A potentially historic accord is in the offing, but it would inflict pain across the ideological spectrum. Even if President Obama and the eight congressional negotiators agree to a grand bargain, it is increasingly apparent that Congress could fail to pass it.

“I could see a scenario where everybody agrees to a deal and when they finally put the deal on paper, the guys who agreed to the deal no longer believe it’s a deal,” Sen. Roy Blunt (R-Mo.) said in an interview. “I’m always optimistic. But here I’m pretty neutral.”

Rep. Peter Welch (D-Vt.), who leads a bloc of liberals, was more stark in an interview: “If they can reach a deal, will it get support in either or both caucuses? That’s totally unknown.”

The contours of an agreement to raise the debt limit, which must occur before Aug. 2 or Treasury officials say the country will go into default, are only now coming into focus. It could result in up to $4 trillion in savings over the next decade by overhauling the tax code and tackling all the major drivers of federal spending, including the Pentagon budget and Medicare and Social Security.

Most Republicans say increasing taxes is off the table. Some prominent Republicans are open to eliminating corporate tax loopholes as long as overall rates are lowered and any deal does not result in a net revenue increase. Sen. Rob Portman (R-Ohio) called this the “sweet spot,” adding that “there is an understanding that we need to do both: reduce the spending and reform the tax code.”
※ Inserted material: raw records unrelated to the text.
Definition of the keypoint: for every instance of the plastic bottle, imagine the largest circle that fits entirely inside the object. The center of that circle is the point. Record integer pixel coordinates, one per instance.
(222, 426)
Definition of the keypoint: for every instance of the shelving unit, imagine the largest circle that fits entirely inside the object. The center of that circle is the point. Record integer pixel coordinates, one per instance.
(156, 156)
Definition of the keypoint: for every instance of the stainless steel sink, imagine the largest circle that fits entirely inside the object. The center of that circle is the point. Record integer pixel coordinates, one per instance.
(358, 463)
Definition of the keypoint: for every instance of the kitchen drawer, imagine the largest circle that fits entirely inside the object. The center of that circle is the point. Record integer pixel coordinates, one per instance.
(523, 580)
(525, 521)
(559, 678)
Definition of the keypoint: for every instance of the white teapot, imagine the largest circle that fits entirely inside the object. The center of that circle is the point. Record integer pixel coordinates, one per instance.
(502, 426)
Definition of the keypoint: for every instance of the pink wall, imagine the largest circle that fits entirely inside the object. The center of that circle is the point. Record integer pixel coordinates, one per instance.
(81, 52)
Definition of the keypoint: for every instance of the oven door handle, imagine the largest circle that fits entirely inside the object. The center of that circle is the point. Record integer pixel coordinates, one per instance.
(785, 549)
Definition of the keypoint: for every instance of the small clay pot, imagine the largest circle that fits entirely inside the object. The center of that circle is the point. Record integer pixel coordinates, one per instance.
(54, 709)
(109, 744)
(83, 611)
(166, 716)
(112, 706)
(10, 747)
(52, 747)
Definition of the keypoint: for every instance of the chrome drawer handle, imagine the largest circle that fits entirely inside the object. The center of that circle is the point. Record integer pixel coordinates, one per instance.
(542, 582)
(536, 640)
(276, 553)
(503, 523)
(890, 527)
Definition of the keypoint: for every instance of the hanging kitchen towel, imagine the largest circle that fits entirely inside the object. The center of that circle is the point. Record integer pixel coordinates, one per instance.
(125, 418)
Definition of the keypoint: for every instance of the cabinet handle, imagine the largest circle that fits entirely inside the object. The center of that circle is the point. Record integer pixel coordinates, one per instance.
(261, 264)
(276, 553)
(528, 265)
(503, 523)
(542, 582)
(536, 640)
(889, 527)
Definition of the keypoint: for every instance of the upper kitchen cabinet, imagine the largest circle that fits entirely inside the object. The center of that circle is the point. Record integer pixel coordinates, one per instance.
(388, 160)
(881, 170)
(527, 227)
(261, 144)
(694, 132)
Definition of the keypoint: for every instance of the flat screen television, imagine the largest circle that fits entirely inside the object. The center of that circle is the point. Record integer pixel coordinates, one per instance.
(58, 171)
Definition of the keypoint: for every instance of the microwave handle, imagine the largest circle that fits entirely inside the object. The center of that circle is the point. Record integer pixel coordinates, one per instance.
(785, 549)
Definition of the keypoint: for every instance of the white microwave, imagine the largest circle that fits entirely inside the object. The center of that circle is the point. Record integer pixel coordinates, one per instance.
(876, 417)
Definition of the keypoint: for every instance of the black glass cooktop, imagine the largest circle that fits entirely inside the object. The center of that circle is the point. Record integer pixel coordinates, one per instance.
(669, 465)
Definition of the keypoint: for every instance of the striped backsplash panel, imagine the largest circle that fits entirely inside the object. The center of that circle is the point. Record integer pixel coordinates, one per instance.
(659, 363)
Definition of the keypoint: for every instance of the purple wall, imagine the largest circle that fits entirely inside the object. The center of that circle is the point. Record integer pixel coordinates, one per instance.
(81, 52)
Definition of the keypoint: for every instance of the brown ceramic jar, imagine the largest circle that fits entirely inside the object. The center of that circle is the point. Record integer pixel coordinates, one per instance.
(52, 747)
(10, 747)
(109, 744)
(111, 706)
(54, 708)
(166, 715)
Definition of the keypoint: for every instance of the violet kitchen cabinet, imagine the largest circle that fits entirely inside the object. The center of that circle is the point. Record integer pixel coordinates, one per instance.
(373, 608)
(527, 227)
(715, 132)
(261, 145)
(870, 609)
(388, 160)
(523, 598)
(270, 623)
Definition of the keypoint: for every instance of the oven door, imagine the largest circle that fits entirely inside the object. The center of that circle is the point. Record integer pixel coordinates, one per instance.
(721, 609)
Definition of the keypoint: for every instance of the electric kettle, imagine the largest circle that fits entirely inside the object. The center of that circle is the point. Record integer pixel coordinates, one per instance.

Democrats, meanwhile, are adamant about not cutting Medicare and Social Security benefits. “We are not going to reduce the deficit or subsidize tax cuts for the rich on the backs of America’s seniors and working families,” House Minority Leader Nancy Pelosi (D-Calif.) told reporters Friday.

House Speaker John A. Boehner (R-Ohio) sought to tamp down expectations. “It’s not like there’s some imminent deal,” he told reporters, at one point holding his arms far apart to show the gulf between the two sides. “This is a Rubik’s cube that we have not worked out yet.”

Assembling a majority in Congress is always difficult, with 435 representatives and 100 senators who have diverse constituencies and champion varied interests.